Nigeria’s 2026 budget has now been approved, with total expenditure projected at about ₦68.32 trillion. On paper, that should provide fiscal direction and policy certainty for the year ahead. But increasingly, the issue is no longer whether Nigeria has a budget. The more pressing question is whether the budget still functions as a serious instrument for planning, discipline, and accountability.

Over the years, Nigeria’s budgets have continued to grow in size, yet implementation outcomes remain difficult to reconcile with the scale of public spending being announced. Roads remain abandoned, contractors complain of delayed payments, public hospitals continue to struggle with inadequate infrastructure, while insecurity persists despite repeated increases in security allocations.

This growing disconnect between appropriation and execution is raising a difficult but necessary question: has Nigeria’s annual budget gradually become more ceremonial than functional?

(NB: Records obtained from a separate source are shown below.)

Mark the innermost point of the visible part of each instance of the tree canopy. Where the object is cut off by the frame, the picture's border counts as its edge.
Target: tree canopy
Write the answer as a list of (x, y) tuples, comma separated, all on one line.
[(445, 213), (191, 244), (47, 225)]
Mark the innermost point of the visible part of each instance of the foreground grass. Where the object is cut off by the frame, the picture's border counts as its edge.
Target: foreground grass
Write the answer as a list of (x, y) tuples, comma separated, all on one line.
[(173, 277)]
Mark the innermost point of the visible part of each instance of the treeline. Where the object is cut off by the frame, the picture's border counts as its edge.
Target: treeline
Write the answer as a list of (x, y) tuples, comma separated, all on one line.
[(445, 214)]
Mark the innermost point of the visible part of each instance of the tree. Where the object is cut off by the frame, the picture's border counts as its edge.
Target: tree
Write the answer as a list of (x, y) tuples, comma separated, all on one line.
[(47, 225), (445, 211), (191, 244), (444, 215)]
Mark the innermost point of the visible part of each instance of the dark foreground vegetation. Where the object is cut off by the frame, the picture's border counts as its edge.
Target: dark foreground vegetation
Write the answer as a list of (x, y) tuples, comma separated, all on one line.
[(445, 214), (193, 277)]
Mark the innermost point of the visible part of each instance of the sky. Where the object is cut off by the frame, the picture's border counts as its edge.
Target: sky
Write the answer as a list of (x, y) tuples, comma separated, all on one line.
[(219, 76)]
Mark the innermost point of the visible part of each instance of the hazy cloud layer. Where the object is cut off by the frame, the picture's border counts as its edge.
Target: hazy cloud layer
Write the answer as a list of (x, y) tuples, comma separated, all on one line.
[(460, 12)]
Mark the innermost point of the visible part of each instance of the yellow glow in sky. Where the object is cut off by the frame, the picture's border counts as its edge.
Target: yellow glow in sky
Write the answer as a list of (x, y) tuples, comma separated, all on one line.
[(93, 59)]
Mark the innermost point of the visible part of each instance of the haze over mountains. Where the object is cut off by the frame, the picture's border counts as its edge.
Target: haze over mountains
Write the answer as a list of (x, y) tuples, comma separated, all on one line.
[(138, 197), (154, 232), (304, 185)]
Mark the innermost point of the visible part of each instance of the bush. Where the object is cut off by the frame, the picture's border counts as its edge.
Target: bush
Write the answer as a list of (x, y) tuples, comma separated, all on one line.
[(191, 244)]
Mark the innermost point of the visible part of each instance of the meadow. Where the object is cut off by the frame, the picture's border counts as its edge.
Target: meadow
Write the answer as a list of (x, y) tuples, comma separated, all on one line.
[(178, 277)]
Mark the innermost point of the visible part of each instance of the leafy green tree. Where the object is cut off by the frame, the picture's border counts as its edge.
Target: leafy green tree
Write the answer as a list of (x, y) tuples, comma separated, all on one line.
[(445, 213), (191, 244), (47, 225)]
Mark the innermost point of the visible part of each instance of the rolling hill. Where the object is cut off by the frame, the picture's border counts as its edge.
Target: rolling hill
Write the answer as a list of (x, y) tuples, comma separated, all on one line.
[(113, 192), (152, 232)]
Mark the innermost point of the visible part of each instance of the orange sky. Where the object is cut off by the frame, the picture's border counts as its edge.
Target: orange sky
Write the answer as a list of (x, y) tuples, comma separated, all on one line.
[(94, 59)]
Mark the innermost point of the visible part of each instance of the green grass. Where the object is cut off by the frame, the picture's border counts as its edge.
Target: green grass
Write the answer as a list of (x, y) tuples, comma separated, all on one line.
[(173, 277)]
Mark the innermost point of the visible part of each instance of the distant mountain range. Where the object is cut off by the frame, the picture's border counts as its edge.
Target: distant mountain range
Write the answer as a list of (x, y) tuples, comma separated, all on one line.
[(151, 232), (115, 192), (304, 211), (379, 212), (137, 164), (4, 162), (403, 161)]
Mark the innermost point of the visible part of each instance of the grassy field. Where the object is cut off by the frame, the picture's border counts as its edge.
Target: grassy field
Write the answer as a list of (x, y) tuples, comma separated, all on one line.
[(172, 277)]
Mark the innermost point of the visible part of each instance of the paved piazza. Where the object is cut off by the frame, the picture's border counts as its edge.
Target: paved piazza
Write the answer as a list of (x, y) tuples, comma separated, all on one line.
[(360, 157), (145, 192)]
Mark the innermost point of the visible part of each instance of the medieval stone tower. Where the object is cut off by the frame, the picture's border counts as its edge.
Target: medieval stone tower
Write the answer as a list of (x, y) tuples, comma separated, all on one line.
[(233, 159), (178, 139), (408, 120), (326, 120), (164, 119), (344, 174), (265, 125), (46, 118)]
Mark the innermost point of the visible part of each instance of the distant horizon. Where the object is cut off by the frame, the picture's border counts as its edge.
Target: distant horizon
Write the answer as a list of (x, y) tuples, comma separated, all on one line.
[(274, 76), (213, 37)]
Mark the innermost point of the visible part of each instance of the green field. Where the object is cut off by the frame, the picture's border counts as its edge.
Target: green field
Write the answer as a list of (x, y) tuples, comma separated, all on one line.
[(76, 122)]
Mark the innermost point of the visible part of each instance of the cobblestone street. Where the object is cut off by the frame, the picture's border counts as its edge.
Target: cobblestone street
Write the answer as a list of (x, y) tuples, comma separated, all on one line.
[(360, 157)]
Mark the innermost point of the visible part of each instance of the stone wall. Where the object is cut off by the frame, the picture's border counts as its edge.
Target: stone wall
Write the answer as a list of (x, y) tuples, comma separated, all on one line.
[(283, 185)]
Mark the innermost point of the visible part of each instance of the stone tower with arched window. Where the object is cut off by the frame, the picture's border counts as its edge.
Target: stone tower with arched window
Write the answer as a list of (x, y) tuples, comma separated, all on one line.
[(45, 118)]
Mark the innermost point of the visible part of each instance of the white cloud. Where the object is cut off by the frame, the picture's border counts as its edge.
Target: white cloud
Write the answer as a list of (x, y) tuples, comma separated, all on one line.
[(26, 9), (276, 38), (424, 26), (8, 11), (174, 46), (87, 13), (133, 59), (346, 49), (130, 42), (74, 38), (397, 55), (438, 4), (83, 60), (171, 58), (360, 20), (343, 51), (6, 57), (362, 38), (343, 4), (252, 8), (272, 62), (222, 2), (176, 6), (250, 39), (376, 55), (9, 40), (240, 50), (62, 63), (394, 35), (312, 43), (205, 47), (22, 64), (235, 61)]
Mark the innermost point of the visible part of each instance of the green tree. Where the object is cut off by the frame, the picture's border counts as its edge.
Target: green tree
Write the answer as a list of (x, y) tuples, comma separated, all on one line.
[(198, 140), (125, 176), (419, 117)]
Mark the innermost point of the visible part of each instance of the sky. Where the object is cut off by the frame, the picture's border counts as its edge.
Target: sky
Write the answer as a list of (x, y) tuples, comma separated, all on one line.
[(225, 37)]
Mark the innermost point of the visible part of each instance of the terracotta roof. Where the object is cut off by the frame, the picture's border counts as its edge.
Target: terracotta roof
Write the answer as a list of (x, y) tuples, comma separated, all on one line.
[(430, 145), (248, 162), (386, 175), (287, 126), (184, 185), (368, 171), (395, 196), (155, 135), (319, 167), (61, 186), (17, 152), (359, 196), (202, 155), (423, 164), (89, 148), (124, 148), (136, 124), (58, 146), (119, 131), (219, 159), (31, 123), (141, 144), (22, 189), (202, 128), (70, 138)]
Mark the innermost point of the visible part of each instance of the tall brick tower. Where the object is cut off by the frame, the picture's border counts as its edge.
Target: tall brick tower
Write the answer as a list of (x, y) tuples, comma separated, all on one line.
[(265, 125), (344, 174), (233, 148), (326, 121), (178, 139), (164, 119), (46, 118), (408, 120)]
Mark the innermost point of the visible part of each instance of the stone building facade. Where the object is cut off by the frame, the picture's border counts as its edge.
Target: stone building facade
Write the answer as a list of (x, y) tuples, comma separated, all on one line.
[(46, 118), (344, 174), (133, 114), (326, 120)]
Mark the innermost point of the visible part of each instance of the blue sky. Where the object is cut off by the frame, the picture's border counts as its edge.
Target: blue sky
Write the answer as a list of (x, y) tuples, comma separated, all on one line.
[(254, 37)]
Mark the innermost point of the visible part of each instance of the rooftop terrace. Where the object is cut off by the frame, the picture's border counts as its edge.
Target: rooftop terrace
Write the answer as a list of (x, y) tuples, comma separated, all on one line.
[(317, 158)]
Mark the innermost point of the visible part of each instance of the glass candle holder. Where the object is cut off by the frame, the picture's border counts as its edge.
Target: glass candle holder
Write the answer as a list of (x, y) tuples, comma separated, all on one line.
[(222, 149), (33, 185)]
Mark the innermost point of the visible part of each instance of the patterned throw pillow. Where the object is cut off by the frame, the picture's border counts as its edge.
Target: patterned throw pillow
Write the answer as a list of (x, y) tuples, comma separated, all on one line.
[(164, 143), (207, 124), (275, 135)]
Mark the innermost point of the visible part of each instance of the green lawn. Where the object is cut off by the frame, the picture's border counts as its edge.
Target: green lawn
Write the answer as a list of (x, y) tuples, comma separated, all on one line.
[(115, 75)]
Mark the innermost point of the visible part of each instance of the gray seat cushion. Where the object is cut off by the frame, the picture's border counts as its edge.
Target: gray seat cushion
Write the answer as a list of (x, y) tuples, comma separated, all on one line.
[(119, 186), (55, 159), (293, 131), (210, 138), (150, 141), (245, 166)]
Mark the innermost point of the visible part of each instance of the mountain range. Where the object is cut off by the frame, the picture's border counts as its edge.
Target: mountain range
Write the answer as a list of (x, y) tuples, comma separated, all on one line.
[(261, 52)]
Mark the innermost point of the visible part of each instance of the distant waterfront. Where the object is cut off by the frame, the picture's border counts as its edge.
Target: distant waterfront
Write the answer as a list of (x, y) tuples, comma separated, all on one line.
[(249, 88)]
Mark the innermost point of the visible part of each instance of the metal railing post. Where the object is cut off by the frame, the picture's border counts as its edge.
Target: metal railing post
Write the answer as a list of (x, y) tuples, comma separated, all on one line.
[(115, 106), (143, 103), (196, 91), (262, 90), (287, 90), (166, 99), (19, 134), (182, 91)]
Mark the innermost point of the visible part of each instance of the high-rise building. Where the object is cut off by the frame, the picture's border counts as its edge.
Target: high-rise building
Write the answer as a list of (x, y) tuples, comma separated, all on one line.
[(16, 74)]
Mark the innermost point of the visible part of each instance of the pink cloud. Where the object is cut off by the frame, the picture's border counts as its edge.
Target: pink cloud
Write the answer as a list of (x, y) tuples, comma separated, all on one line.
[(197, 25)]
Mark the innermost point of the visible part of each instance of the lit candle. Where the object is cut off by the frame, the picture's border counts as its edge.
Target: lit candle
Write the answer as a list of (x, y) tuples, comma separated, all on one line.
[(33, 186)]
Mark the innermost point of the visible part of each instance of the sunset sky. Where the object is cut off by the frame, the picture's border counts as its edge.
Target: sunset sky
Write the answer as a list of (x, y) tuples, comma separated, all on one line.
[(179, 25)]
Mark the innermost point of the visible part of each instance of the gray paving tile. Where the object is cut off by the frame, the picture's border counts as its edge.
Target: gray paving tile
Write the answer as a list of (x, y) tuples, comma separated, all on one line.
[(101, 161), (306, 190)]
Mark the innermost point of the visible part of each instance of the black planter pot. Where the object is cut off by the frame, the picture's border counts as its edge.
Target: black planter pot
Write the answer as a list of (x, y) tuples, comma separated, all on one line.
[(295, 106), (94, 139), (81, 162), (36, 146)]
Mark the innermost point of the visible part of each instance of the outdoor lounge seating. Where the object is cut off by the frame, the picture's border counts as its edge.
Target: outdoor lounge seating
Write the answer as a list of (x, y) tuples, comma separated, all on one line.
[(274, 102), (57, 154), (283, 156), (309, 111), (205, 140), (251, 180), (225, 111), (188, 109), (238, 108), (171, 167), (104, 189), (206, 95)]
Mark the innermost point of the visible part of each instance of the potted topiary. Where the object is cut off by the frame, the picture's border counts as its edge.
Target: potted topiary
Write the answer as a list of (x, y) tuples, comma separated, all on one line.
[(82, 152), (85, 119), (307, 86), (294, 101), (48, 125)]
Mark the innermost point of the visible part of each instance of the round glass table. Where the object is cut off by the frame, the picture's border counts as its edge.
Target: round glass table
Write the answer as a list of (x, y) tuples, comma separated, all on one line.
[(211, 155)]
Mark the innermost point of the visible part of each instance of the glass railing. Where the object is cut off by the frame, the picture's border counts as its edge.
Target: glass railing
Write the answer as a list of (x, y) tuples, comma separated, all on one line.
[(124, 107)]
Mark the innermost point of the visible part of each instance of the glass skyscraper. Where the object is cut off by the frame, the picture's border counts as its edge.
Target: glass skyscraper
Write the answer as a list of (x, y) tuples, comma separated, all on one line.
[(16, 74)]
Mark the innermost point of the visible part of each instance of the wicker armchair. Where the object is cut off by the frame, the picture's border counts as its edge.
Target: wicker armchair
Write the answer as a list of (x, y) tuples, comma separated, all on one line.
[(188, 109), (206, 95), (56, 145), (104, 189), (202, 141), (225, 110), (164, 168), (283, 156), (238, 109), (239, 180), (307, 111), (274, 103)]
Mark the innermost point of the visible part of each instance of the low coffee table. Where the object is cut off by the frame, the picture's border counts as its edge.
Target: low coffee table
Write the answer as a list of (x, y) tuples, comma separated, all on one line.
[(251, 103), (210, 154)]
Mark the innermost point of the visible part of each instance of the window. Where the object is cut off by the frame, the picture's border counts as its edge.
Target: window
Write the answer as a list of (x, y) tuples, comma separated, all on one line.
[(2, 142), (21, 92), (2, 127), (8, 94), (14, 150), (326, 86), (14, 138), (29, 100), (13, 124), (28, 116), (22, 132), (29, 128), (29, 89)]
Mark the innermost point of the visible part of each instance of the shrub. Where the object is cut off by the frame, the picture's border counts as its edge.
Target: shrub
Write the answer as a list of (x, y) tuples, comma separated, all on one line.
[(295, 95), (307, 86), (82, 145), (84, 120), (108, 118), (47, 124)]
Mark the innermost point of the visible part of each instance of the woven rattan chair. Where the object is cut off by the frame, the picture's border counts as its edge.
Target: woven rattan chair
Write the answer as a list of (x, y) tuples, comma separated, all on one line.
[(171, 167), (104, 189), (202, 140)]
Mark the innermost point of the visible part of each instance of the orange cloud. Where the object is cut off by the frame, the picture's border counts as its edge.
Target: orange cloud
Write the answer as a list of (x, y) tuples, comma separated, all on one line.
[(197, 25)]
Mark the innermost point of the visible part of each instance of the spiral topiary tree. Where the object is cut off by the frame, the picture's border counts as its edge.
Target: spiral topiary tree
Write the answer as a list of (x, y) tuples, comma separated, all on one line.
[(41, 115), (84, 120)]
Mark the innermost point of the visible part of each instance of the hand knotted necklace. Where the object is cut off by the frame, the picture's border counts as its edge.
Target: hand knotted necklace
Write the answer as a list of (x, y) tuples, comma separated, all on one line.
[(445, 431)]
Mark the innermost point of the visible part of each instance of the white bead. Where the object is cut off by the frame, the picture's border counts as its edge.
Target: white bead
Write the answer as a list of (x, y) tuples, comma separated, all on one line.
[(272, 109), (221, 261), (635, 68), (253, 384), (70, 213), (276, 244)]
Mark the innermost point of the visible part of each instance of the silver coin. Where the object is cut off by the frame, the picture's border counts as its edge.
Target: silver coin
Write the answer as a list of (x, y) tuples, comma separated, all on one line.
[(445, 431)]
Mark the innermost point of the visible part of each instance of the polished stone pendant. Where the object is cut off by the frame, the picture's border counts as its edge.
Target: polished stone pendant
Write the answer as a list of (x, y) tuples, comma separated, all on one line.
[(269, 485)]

Part of the concern lies in how recent budgets are now structured. The 2026 budget is not only expected to finance new government priorities; it is also carrying unresolved obligations from previous fiscal cycles. Government planning documents indicated that as much as 70 percent of the 2025 capital budget would be rolled into the 2026 fiscal year, further blurring the line between annual appropriations and accumulated obligations from the past.

The implication is straightforward: every new budget now begins with inherited pressures before implementation even starts.

That concern is reinforced by implementation performance itself. As of the third quarter of 2025, reports indicated that only about ₦3.10 trillion, representing roughly 17.7 percent of the 2025 capital budget, had been released despite major infrastructure commitments across sectors. This raises legitimate concerns about government’s ability to translate ambitious appropriations into measurable outcomes within the fiscal year.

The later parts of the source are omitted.